Each country taking part is represented by six elite, pre-university mathematicians who compete to solve six exceptionally difficult problems in algebra, combinatorics, geometry, and number theory. Medals are awarded to the top half of contestants, with approximately 8% receiving a prestigious gold medal.

Recently, the IMO has also become an aspirational challenge for AI systems as a test of their advanced mathematical problem-solving and reasoning capabilities. Last year, Google DeepMind’s combined AlphaProof and AlphaGeometry 2 systems achieved the silver-medal standard, solving four out of the six problems and scoring 28 points.

Making use of specialist formal languages, this breakthrough demonstrated that AI was beginning to approach elite human mathematical reasoning.

This year, Google DeepMind was among an inaugural cohort to have its model results officially graded and certified by IMO co-ordinators using the same criteria as for student solutions.

An advanced version of Gemini Deep Think solved five out of the six IMO problems perfectly, earning 35 total points, and achieving gold-medal level performance.
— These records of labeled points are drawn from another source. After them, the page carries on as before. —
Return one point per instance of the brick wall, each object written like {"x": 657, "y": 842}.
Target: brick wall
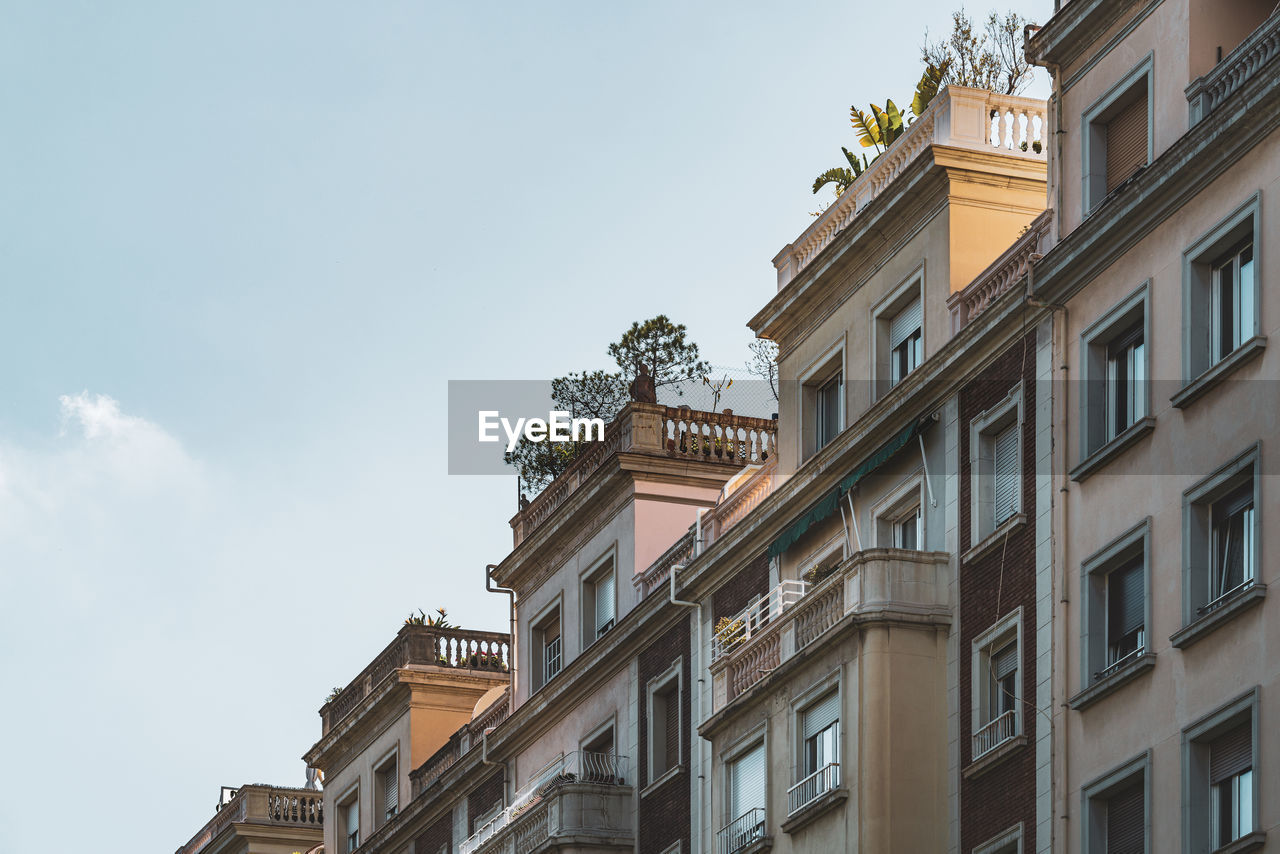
{"x": 437, "y": 836}
{"x": 484, "y": 798}
{"x": 664, "y": 812}
{"x": 991, "y": 587}
{"x": 735, "y": 594}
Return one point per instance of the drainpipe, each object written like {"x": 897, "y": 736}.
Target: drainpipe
{"x": 511, "y": 654}
{"x": 695, "y": 648}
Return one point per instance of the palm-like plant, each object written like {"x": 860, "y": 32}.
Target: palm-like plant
{"x": 877, "y": 128}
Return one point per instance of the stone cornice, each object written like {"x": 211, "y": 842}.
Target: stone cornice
{"x": 1193, "y": 163}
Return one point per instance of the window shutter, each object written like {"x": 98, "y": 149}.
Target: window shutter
{"x": 672, "y": 735}
{"x": 1127, "y": 822}
{"x": 1230, "y": 753}
{"x": 746, "y": 782}
{"x": 391, "y": 794}
{"x": 1127, "y": 141}
{"x": 1127, "y": 611}
{"x": 905, "y": 323}
{"x": 604, "y": 601}
{"x": 821, "y": 715}
{"x": 1004, "y": 662}
{"x": 1005, "y": 467}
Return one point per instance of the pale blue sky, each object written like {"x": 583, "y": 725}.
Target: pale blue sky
{"x": 269, "y": 233}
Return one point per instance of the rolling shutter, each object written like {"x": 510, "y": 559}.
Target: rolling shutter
{"x": 905, "y": 323}
{"x": 746, "y": 782}
{"x": 1125, "y": 611}
{"x": 821, "y": 715}
{"x": 604, "y": 602}
{"x": 1127, "y": 822}
{"x": 1005, "y": 467}
{"x": 1230, "y": 753}
{"x": 1127, "y": 141}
The solutions can be found online here.

“We can confirm that Google DeepMind has reached the much-desired milestone, earning 35 out of a possible 42 points — a gold medal score. Their solutions were astonishing in many respects. IMO graders found them to be clear, precise and most of them easy to follow,” says Professor Dr Grego Dolinar, president of the IMO.

This achievement is a significant advance over last year’s result. At IMO 2024, AlphaGeometry and AlphaProof required experts to first translate problems from natural language into domain-specific languages, such as Lean, and vice-versa for the proofs. It also took two to three days of computation.

This year, the advanced Gemini model operated end-to-end in natural language, producing rigorous mathematical proofs directly from the official problem descriptions – all within the 4,5-hour competition time limit.

It was achieved using an advanced version of Gemini Deep Think – an enhanced reasoning mode for complex problems that incorporates some of our latest research techniques, including parallel thinking. This setup enables the model to simultaneously explore and combine multiple possible solutions before giving a final answer, rather than pursuing a single, linear chain of thought.

To make the most of the reasoning capabilities of Deep Think, the Google team also trained this version of Gemini on novel reinforcement learning techniques that can leverage more multi-step reasoning, problem-solving and theorem-proving data. They also provided Gemini with access to a curated corpus of high-quality solutions to mathematics problems, and added some general hints and tips on how to approach IMO problems to its instructions.

This version of this Deep Think model will be made available to a set of trusted testers, including mathematicians, before rolling it out to Google AI Ultra subscribers.